Ask HN: How to learn to write a compiler and interpreter?
46 points| lala_lala | 7 years ago
I am in my late 30s without a formal CS education. I write software for a living and have this itch to learn to write a compiler / interpreter.
DO I have to take any courses (e.g. Discrete Maths, Automata Theory) in order to do it?
Do I have to take any courses? If so, do you have recommendations for those as online courses?
I really want to do this in 2019 but the thought that I have to study Maths, then Automata, maybe OS, then Compilers sounds like a long path.
Is there who has learned to write compiler / interpreter without CS background? How did you do it?
stephen82|7 years ago
The you can read more formal CS book for the sake of covering the necessary theory.
Another suggestion would be to check the source code of various SQL databases, such as SQLite3 and PostgreSQL.
Also, I would suggest to read lots of lots of source code from github.
Here is a short list of suggestions:
WaltPurvis|7 years ago
Writing An Interpreter In Go https://amzn.to/2FYwwiQ
Writing A Compiler In Go https://amzn.to/2sLilph
ablerman|7 years ago
http://craftinginterpreters.com/
lala_lala|7 years ago
shoo|7 years ago
ksherlock|7 years ago
You have a text file. You break it up into tokens (numbers, strings, keywords, operators, etc) . You assemble the tokens into a structured tree (statements, expressions, etc).
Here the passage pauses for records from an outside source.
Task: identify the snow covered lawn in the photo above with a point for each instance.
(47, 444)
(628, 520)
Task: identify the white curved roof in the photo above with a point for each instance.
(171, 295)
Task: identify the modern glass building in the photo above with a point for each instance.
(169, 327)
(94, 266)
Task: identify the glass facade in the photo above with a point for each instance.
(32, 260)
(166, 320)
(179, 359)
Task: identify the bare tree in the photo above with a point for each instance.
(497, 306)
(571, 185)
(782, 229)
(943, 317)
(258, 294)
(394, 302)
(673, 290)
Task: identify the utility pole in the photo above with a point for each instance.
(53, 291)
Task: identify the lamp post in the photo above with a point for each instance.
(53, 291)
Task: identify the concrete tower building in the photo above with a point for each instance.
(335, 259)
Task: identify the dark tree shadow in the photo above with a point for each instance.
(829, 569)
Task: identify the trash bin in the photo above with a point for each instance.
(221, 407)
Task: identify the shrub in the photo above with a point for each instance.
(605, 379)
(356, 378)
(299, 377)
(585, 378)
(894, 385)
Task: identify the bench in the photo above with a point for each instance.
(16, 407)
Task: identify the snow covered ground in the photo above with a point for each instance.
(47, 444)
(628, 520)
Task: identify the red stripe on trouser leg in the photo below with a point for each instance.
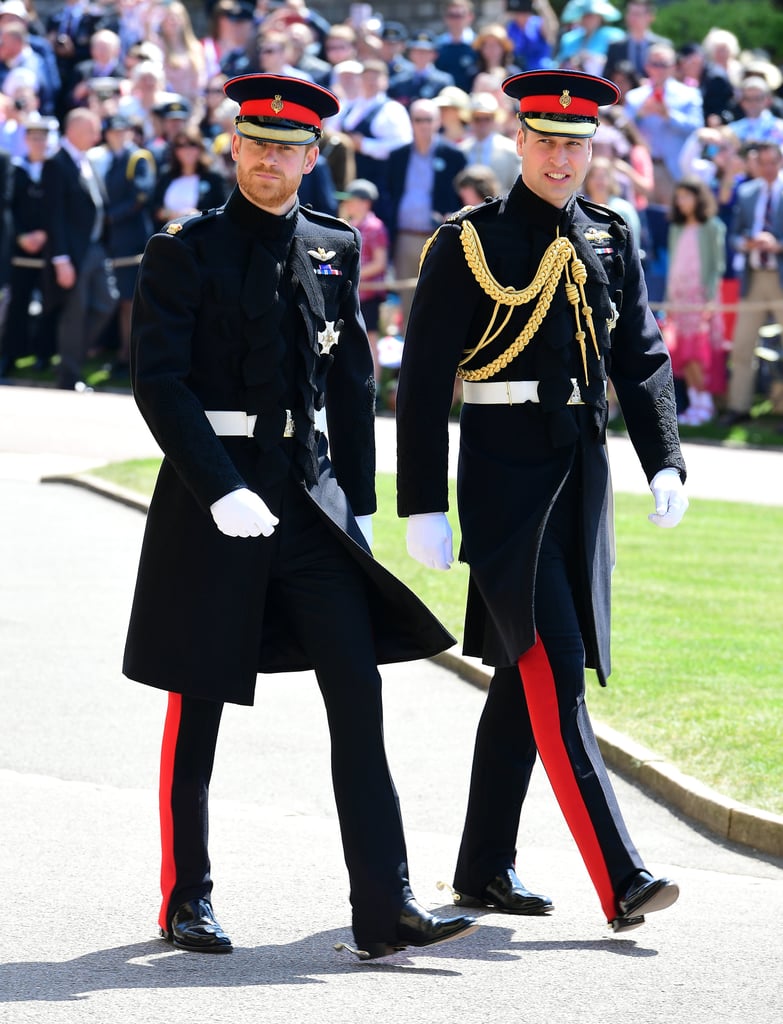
(168, 754)
(540, 694)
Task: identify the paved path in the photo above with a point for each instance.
(78, 853)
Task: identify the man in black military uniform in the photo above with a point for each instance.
(256, 554)
(546, 303)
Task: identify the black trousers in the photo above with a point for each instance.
(322, 594)
(537, 706)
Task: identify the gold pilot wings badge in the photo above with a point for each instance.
(323, 257)
(600, 240)
(328, 338)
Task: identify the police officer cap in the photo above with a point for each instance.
(279, 109)
(422, 41)
(235, 10)
(178, 108)
(117, 122)
(362, 188)
(394, 32)
(561, 102)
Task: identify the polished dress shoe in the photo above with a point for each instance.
(417, 927)
(507, 894)
(193, 927)
(642, 895)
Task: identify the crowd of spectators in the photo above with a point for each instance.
(424, 127)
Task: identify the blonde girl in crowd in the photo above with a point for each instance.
(183, 57)
(696, 263)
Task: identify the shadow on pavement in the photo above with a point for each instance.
(156, 965)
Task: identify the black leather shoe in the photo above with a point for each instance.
(507, 894)
(193, 927)
(644, 894)
(417, 927)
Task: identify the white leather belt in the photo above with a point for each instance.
(510, 392)
(230, 424)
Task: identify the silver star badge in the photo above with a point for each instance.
(328, 338)
(611, 322)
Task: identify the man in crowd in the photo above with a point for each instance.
(83, 287)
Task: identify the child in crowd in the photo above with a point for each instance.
(696, 263)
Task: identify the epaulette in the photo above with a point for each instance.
(187, 222)
(327, 219)
(601, 211)
(468, 212)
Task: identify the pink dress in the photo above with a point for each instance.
(689, 335)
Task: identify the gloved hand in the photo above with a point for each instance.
(243, 513)
(429, 540)
(364, 522)
(670, 502)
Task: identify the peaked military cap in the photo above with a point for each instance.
(279, 109)
(561, 102)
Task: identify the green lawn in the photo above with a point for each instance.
(697, 647)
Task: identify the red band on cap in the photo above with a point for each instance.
(557, 104)
(274, 107)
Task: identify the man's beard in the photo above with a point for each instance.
(268, 195)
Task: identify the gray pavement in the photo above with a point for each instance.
(78, 804)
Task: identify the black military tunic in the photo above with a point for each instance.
(514, 460)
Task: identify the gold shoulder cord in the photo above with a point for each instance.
(556, 259)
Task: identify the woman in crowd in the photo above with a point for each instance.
(183, 57)
(189, 183)
(696, 263)
(495, 51)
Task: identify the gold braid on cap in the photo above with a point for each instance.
(560, 256)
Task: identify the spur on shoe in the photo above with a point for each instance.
(507, 894)
(416, 927)
(642, 895)
(194, 928)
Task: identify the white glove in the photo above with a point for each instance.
(429, 540)
(243, 513)
(364, 522)
(670, 502)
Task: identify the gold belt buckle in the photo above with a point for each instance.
(575, 397)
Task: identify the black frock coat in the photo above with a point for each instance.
(515, 459)
(227, 314)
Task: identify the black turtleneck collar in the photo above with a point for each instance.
(538, 213)
(260, 223)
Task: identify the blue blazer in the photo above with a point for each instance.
(742, 225)
(448, 162)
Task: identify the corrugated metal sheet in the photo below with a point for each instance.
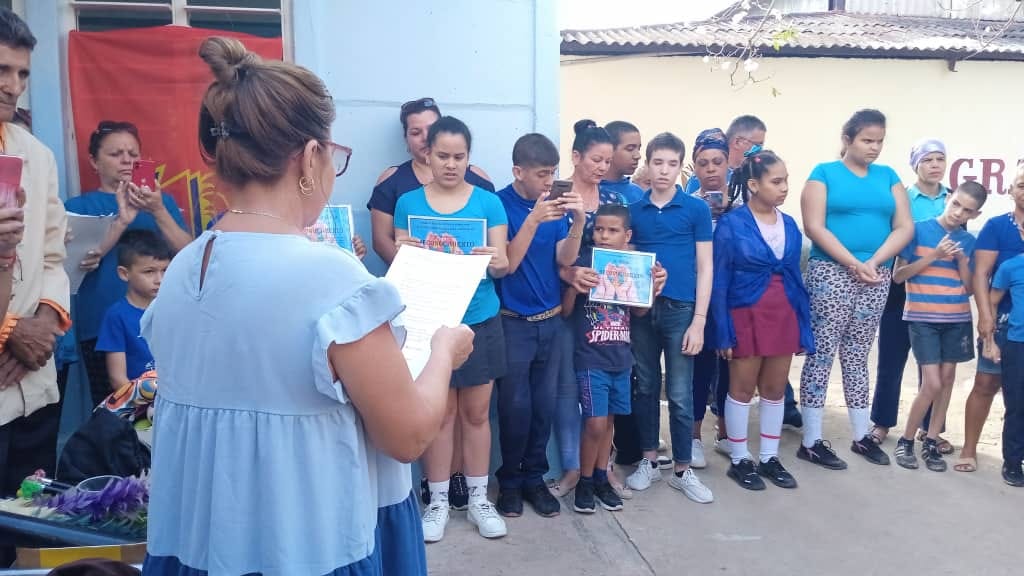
(816, 34)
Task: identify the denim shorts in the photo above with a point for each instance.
(986, 366)
(603, 393)
(935, 342)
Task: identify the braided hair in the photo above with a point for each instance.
(753, 168)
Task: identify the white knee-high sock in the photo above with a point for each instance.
(438, 491)
(771, 426)
(860, 421)
(737, 416)
(812, 424)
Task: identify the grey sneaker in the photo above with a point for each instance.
(904, 454)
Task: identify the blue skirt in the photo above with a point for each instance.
(399, 549)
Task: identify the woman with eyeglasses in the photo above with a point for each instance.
(417, 117)
(278, 445)
(114, 147)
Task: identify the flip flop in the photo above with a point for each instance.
(966, 464)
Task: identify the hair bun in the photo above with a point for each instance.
(227, 58)
(584, 125)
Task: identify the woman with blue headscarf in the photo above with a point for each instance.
(711, 167)
(928, 199)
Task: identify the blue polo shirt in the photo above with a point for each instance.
(672, 232)
(535, 287)
(1010, 277)
(625, 187)
(924, 207)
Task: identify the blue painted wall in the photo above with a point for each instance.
(494, 64)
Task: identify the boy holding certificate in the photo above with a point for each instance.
(602, 360)
(540, 240)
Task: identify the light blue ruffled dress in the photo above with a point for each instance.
(261, 464)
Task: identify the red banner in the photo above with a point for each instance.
(154, 78)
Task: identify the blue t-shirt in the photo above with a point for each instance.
(858, 210)
(936, 294)
(121, 332)
(1010, 277)
(481, 204)
(1001, 236)
(672, 233)
(102, 287)
(535, 286)
(626, 188)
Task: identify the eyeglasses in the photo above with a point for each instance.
(340, 155)
(419, 104)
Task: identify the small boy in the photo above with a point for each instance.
(936, 266)
(677, 228)
(1010, 278)
(142, 259)
(602, 360)
(540, 240)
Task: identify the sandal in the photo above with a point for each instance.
(942, 444)
(966, 464)
(879, 434)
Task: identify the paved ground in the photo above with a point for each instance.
(865, 520)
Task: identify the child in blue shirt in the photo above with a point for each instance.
(602, 360)
(142, 259)
(541, 239)
(1010, 279)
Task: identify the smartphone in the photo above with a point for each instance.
(10, 179)
(559, 189)
(143, 172)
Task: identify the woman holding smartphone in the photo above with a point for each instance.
(711, 167)
(450, 196)
(114, 148)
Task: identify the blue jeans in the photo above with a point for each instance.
(526, 400)
(568, 421)
(662, 330)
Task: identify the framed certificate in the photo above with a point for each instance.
(334, 227)
(453, 236)
(626, 278)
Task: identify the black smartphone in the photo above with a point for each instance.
(559, 189)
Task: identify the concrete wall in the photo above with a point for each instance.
(974, 110)
(376, 55)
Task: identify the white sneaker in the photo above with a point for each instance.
(644, 476)
(696, 458)
(482, 515)
(723, 448)
(691, 486)
(434, 521)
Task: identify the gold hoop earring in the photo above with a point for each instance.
(306, 186)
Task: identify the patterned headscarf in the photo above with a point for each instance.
(923, 149)
(712, 138)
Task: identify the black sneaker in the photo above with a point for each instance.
(822, 455)
(510, 502)
(871, 452)
(931, 455)
(776, 474)
(904, 454)
(1013, 475)
(542, 500)
(793, 419)
(745, 475)
(610, 500)
(583, 499)
(458, 492)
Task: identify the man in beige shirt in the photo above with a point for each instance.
(30, 413)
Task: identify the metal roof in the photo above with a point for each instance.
(818, 34)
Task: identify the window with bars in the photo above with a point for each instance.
(259, 17)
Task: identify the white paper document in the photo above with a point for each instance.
(436, 289)
(87, 234)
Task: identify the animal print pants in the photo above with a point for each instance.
(845, 316)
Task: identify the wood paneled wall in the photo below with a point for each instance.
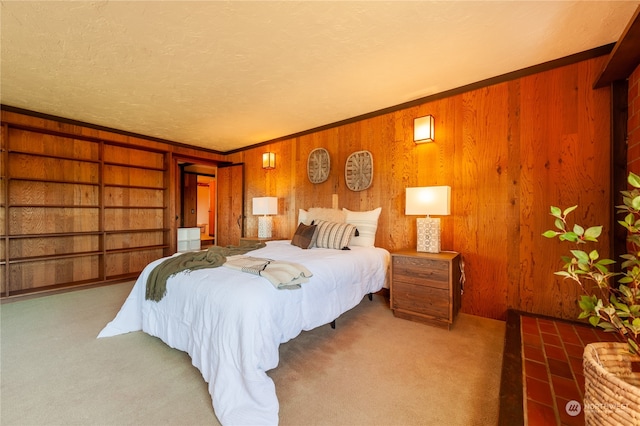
(508, 151)
(81, 206)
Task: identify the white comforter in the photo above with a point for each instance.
(231, 323)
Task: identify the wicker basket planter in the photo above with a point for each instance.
(612, 388)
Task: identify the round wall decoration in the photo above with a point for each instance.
(318, 165)
(358, 171)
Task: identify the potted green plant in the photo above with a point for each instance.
(611, 301)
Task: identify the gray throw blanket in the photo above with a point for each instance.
(213, 257)
(280, 273)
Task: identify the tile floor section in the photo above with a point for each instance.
(552, 368)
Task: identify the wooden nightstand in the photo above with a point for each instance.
(256, 239)
(425, 287)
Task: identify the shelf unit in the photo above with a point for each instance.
(77, 210)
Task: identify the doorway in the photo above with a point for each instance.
(198, 200)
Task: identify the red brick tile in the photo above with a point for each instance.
(555, 352)
(574, 350)
(551, 339)
(532, 340)
(565, 388)
(533, 353)
(587, 335)
(576, 365)
(529, 325)
(568, 334)
(537, 370)
(565, 418)
(539, 391)
(559, 368)
(540, 415)
(547, 326)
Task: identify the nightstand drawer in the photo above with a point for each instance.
(420, 299)
(424, 272)
(425, 287)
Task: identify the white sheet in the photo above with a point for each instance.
(231, 323)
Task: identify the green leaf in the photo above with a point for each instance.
(569, 236)
(581, 256)
(593, 232)
(563, 274)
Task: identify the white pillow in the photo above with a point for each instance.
(333, 235)
(366, 223)
(303, 217)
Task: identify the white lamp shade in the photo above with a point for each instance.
(424, 129)
(428, 200)
(265, 205)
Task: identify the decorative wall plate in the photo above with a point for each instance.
(318, 165)
(358, 171)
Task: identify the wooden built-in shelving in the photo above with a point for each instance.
(78, 210)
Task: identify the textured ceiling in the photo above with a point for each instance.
(228, 74)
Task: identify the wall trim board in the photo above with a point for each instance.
(36, 114)
(545, 66)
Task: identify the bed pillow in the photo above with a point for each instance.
(334, 235)
(327, 214)
(303, 217)
(303, 237)
(367, 225)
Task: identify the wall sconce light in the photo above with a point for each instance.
(424, 129)
(269, 160)
(265, 206)
(428, 200)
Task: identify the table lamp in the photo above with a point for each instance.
(265, 206)
(428, 200)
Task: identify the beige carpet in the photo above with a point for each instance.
(373, 369)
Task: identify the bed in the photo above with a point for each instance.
(231, 322)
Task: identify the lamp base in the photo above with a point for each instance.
(265, 226)
(428, 235)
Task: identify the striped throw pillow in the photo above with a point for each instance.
(334, 235)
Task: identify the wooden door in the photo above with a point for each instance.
(189, 200)
(212, 208)
(230, 208)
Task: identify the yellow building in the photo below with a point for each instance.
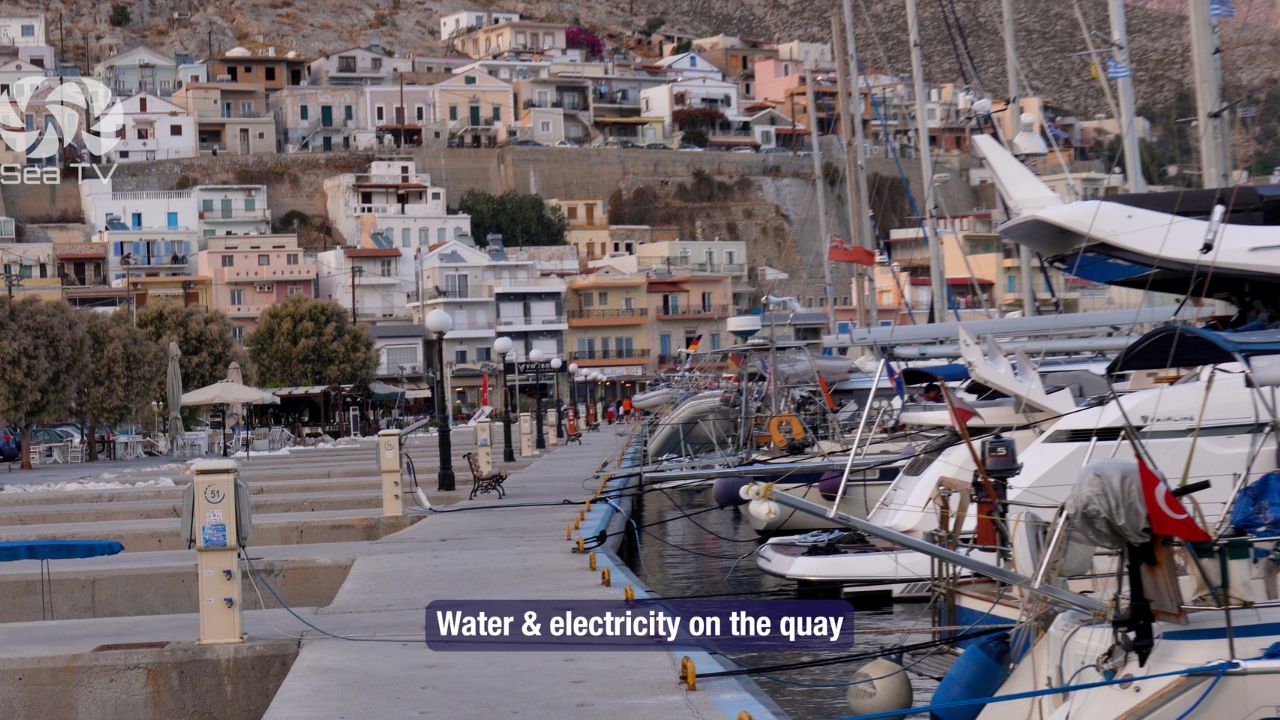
(608, 318)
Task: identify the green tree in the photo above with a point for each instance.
(306, 342)
(124, 372)
(120, 16)
(520, 219)
(42, 356)
(205, 341)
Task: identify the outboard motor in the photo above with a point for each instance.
(1000, 461)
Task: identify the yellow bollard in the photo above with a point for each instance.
(688, 673)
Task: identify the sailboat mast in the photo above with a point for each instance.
(1210, 114)
(819, 188)
(1024, 254)
(855, 162)
(1124, 89)
(937, 273)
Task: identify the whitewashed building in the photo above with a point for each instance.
(394, 200)
(154, 130)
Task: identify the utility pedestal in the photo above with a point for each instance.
(526, 434)
(552, 431)
(389, 468)
(484, 445)
(214, 525)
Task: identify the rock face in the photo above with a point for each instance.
(1047, 30)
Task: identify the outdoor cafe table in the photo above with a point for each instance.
(45, 550)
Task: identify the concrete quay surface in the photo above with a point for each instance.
(515, 554)
(124, 641)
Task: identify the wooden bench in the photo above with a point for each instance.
(484, 482)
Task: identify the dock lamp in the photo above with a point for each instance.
(560, 422)
(502, 346)
(572, 387)
(440, 323)
(536, 356)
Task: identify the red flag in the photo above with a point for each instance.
(1166, 514)
(844, 251)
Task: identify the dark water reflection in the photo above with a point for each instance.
(679, 557)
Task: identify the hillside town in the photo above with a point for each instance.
(620, 301)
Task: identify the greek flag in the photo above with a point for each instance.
(1116, 69)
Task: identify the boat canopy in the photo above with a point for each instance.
(1184, 346)
(951, 373)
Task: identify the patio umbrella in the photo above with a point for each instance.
(227, 392)
(173, 397)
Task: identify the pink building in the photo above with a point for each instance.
(251, 273)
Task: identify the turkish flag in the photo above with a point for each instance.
(1166, 514)
(844, 251)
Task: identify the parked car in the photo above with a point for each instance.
(10, 445)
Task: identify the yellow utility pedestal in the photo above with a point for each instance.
(484, 445)
(214, 527)
(389, 469)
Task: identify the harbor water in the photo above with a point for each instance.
(688, 547)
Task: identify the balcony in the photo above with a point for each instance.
(622, 354)
(694, 311)
(237, 215)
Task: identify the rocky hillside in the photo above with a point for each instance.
(1047, 28)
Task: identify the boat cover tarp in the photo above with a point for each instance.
(1106, 504)
(1184, 346)
(56, 550)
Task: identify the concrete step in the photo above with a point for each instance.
(287, 528)
(169, 507)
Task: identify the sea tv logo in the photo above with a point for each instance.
(41, 118)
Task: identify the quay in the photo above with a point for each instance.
(123, 639)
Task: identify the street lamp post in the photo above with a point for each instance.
(536, 356)
(572, 391)
(439, 323)
(502, 346)
(560, 420)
Then you walk the tree and generate code (for a compiler) or execute it (for an interpreter). That's it. Really.
Every other week, somebody posts a tutorial to HN about writing a lisp interpreter in javascript. or go. or python. or rust. or lisp. If you can't wait, Let's Build a Compiler by Jack Crenshaw is an oldie but a goodie.
https://compilers.iecc.com/crenshaw/
shoo|7 years ago
> Maths, then Automata, maybe OS,
i don't think any of these are a requirement for building a simple compiler.
after reading Crenshaw some years ago, i was motivated to just knuckle down and start building a compiler for brainfuck (yes, a toy compiler, entirely pointless). this was probably one of the most enjoyable periods of programming i can remember.
i think my descent into fun with compilers went something like:
* "let's implement a compiler for a simple language (brainfuck) to something low level (assembler) in a high-level language i am familiar with (python)"
* ok, that was easy, now what?
* "self-hosting compilers are cool. can i write a brainfuck compiler in brainfuck?"
* "this is horrifying"
* "OK, what if i defined a simple language that is much easier to do useful work, but could be readily compiled to brainfuck? i could build a compiler from that new language to brainfuck"
If you have a bit of spare time i heartily recommend (i) learning to implement a basic compiler, and (ii) building the compiler in or for a language that has a radically different concept to languages you are more familiar with.
https://github.com/fcostin/abfc
faical|7 years ago
[1] https://github.com/ftchirou/blink
[2] https://hackernoon.com/lets-build-a-programming-language-261...
(P.S. Feel free to reach out to me [github_username] at gmail.com)
tudelo|7 years ago
PhilWright|7 years ago
1) Lexical Analysis (Tokeniser)
The first step of your compiler takes in free form text and turns it into a set of tokens that make the rest of the process much easier. To understand this you should learn about Regular Expressions and Finite State Machines.
2) Syntax Analysis (Parsing)
Processing the above tokens and ensuring the input has the valid syntax of a program is your next step. You need to learn about Context Free Grammers, Backus Naur Form and Abstract Syntax Trees.
3) Semantic Analysis
Just because the input has valid syntax does not mean it makes actual sense. Here you need to learn about Symbol Tables and Type Checking. The specifics are very dependant on the actual language you are dealing with.
4) Code Generation
A compiler will be generating code but an interpreter will perform actual execution of the Abstract Syntax Tree operations. Again, the specifics are very dependant on the actual language you are dealing with and the target. Start by looking into Code Generation, Code Optimizations and Assembly Code.
I recommend an online, free course, like the following from Stanford that is self-paced and results in a compiler that generates assembly level instructions for test running in an emulator.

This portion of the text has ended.